In a further embodiment, a computer program product is provided that includes at least one non-transitory computer-readable storage medium bearing computer program instructions embodied therein for use with a computer with the computer program instructions including program instructions configured to receive at least two image frames and audio, wherein the duration of the audio is longer than the duration of the at least two image frames; receive a selection of a segment of the at least two image frames; define an output image by looping the selected segment of the at least two image frames; define an output audio from the received audio based at least on a start time and a stop time of the selected segment; and produce an animated image by at least combining the output image and the output audio.
In some embodiments, the program instructions may be further configured to record image frames and audio or receive previously recorded image frames and audio. In some embodiments, the program instructions may be further configured to record at least one audio signal and record at least two image frames, wherein the recording of the at least one audio signal begins before and ends after the recording of image frames.
In some embodiments, the selection of the segment of the at least two image frames may comprise one of automatically selecting a whole image comprising the at least two image frames, receiving a selection of a whole image comprising the at least two image frames, or receiving a selection of at least one region of a whole image comprising the at least two image frames for generating a dynamic region and a selection of a region of the whole image for generating a substantially static region.
In some embodiments, the program instructions may be further configured to determine an amount of audio overlap to be used in generating the animated image; determine an amount of audio segments in the received audio before and after the output image, wherein an audio segment is the same length as the output image; determine a desired length for the output audio; and select an integer multiple of audio segments before and after the output image to generate the desired length output audio.

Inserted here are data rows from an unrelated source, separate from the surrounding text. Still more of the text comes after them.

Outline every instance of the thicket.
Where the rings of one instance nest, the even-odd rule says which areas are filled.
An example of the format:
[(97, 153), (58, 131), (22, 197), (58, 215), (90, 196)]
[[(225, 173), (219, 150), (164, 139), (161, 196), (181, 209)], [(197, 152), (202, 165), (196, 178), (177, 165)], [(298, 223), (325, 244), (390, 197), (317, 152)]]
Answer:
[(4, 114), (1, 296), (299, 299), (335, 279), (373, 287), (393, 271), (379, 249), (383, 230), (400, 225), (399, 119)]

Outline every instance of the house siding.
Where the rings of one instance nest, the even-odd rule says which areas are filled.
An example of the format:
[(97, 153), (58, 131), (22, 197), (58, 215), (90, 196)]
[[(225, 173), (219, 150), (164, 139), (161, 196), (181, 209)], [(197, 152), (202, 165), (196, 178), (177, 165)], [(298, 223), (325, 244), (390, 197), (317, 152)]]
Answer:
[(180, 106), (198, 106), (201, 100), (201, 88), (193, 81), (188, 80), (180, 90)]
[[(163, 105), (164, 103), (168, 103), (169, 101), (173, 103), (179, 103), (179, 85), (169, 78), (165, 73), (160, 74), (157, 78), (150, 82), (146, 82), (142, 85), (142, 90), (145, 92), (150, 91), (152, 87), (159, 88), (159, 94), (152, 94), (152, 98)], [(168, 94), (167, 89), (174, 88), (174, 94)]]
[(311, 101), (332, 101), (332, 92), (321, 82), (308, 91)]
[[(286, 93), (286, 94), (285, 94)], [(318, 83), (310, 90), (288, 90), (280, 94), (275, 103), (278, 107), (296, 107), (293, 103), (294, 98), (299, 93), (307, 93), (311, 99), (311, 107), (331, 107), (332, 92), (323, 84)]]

In some embodiments, the program instructions may be further configured to determine an amount of audio overlap to be used in generating the animated image; determine an amount of audio segments in the received audio before and after the output image, wherein an audio segment is the same length as the output image; determine a desired length for the output audio; generate a set of potential audio outputs, wherein the potential audio outputs are different combinations of the audio segments before and after the output image which provide the desired length output audio; for each potential audio outputs, determine at least one of: a correlation between an overlap segment at the beginning of the potential audio output and an overlap segment at the end to of the potential audio output and a quietness of an overlap segment at the beginning of the potential audio output and an overlap segment at the end to of the potential audio output, wherein the overlap segments are equal to the amount of audio overlap; and select the potential audio output with the best correlation or that produces a quietest overlap as the output audio for use in generating the animated image.
In some embodiments, the program instructions may be further configured to determine an amount of audio overlap to be used in generating the animated image; determine an amount of audio segments in the received audio before and after the output image, wherein an audio segment is the same length as the output image; cause display of a received image frames timeline and a received audio timeline; cause display of an indication of the output image on the timelines; receive a selection of a start position and a stop position on the received audio timeline; and generate the output audio using the segment of received audio between the start position and the stop position.
In another embodiment, an apparatus is provided that includes at least means for receiving at least two image frames and audio, wherein the duration of the audio is longer than the duration of the at least two image frames; means for receiving a selection of a segment of the at least two image frames; means for defining an output image by looping the selected segment of the at least two image frames; means for defining an output audio from the received audio based at least on a start time and a stop time of the selected segment; and means for producing an animated image by at least combining the output image and the output audio.
In some embodiments, the means for receiving the at least two image frames and audio may comprise means for causing recording of image frames and audio or means for receiving previously recorded image frames and audio. In some embodiments, the means for receiving the of the at least two image frames and audio may comprise means for recording of at least one audio signal and means for recording of at least two image frames, wherein the recording of the at least one audio signal begins before and ends after the recording of at the least two image frames.
In some embodiments, the means for generating the output audio may further comprise means for determining an amount of audio overlap to be used in generating the animated image; means for determining an amount of audio segments in the received audio before and after the output image, wherein an audio segment is the same length as the output image; means for determining a desired length for the output audio; and means for selecting an integer multiple of audio segments before and after the output image to generate the desired length output audio.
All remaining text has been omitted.